Kids this age can usually read so work with simply written recipes.
•Pasta such as lasagna or mac and cheese
Ages 9 to 12
Children at this stage can make an entire meal from recipe selection to serving. Stay in the kitchen until your child has exhibited competence and an understanding of kitchen safety.
•Teach them how to make a grocery list from recipes.
•Review oven and stove safety.
•Practice knife skills such as how to chop, dice and mince.
•Teach about food safety such as how chicken and eggs can cause salmonella, and how to store fruits, vegetables and cooked foods for safety and longevity.
If time is short, you might consider one of the meal prep services such as Blue Apron and Green Chef. My favorite tool for teaching kids to cook is a subscription service aimed at them, called Raddish. With a Raddish subscription, your child receives a monthly kit including three recipes, a cooking lesson, a new kitchen tool with instruction on how to use it, and fun dinner conversation starters. My daughter and I started subscribing when she was 4, and we are hooked.

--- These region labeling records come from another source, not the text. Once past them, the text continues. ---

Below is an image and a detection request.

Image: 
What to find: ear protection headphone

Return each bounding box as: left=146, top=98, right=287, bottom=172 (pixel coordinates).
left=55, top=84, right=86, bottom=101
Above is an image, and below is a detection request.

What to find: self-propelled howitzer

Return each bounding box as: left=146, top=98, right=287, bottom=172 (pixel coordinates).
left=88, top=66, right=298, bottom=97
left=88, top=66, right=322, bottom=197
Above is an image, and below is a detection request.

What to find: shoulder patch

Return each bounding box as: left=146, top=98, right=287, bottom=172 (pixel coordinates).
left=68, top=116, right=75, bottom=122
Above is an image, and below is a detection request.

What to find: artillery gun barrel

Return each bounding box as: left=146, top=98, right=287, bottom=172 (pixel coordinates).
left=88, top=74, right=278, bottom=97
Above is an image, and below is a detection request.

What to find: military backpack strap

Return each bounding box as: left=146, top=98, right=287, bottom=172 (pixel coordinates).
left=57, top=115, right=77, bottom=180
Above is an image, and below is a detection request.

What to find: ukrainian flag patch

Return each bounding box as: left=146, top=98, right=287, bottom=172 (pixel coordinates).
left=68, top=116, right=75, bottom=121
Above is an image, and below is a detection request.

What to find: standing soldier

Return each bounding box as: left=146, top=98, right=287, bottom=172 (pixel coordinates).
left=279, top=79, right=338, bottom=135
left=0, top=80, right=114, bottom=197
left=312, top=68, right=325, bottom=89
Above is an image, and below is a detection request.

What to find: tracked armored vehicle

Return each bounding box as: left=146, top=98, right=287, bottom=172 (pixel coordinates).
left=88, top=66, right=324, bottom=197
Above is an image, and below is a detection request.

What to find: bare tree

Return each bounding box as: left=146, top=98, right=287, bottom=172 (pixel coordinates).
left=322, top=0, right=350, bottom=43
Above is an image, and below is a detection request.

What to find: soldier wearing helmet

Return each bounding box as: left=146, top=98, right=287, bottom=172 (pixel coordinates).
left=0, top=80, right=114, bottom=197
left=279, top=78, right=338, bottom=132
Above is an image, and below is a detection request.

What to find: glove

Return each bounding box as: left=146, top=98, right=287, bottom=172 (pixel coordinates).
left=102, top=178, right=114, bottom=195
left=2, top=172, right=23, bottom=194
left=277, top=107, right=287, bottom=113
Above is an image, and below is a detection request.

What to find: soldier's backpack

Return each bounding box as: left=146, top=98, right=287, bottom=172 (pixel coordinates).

If your child finds herself wanting more, consider a cooking schools (in the D.C. area, options include Tiny Chef, Cookology, Cozymeal and the Kitchen Studio). Many have parent-child classes, teen seminars, birthday parties and summer camps.
The earlier kids start cooking in the kitchen, the better they will be able to take care of themselves when they launch from your care. That’s my long-term motivation; the short-term hope is to have more help making dinner.